I have never but was wondering if they go bad or something.


----------



## lemaymiami (Feb 9, 2007)

It's not that they go bad (unless you're fooling around with the reel and lose one or two..). It's that different anglers have different needs... If you're tossing heavy plugs one set up might suit you just fine - but if you start fishing with light lures then different brakes might make things work better... 

A lot of this is close to voodoo - and a really good reel man can assist an angler in properly setting up his (or her) reels... Most of us just fumble along using trial and error to go with whatever brake setup we choose...

That I know of... the brakes on bait casters don't "go bad" though...
Hope this helps...


----------



## SomaliPirate (Feb 5, 2016)

I have a Ambassadeur 5000 that my dad bought in 1968 and the brakes still look good whenever I break it down. And that reel has been fished hard over the years.


----------



## Smackdaddy53 (Dec 31, 2012)

tailchaser16 said:


> Do any of you bait cast users ever change out the brakes that come in the box on your reels?
> I have never but was wondering if they go bad or something.

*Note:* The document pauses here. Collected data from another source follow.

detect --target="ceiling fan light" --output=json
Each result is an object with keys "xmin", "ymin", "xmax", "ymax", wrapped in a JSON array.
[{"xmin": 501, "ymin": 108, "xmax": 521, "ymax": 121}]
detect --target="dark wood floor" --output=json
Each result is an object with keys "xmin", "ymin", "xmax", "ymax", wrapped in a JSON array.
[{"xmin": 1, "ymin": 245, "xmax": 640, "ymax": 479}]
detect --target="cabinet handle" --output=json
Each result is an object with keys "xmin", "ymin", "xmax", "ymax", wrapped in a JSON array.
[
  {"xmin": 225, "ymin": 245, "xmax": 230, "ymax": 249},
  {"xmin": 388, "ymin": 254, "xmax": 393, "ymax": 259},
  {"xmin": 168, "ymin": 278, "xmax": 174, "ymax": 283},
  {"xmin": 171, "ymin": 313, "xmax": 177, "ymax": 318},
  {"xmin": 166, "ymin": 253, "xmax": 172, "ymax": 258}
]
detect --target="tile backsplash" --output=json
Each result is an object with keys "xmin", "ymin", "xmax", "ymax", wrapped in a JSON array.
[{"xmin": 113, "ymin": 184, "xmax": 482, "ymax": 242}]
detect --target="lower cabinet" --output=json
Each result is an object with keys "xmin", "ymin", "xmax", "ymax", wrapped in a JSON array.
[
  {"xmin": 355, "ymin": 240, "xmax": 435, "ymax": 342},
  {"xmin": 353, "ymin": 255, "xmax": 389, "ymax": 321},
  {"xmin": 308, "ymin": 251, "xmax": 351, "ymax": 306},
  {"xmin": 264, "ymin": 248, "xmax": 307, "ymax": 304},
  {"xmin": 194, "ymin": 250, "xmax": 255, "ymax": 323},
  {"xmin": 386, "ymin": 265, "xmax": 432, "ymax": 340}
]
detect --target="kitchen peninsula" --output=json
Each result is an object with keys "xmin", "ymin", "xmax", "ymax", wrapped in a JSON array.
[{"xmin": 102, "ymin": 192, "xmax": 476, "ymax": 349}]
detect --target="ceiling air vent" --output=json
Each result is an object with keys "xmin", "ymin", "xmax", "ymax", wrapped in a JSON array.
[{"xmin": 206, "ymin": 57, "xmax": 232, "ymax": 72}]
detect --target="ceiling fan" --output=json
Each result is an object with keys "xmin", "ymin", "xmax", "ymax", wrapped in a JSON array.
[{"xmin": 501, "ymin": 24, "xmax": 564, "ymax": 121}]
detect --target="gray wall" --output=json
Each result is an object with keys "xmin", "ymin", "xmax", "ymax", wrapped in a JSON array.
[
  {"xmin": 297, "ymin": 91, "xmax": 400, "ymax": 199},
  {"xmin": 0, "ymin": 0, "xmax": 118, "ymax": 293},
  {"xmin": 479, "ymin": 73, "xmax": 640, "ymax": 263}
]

Depends on what reel you are referring to. The older Shimanos came with pink and green brakes and you can buy grey ones. They are different thicknesses and weights so you can fine tune your cast settings. I’d have to go open up some of mh old Shimanos but I think pink ones were heaviest, green were lighter and the grey ones are lightest.


----------



## tailchaser16 (Sep 23, 2008)

Maybe I should have rephrased my question:
the older Shimano reels came with pink brakes on the spool. Yet in a baggie there were green and more pink. I know the green are different sizes, but always wondered why they gave more pink.


----------



## Smackdaddy53 (Dec 31, 2012)

I guess in case you lose some? 
I always popped three pinks out and replaced with greens and just leave two greens popped out across from each other and never worried about them again.


----------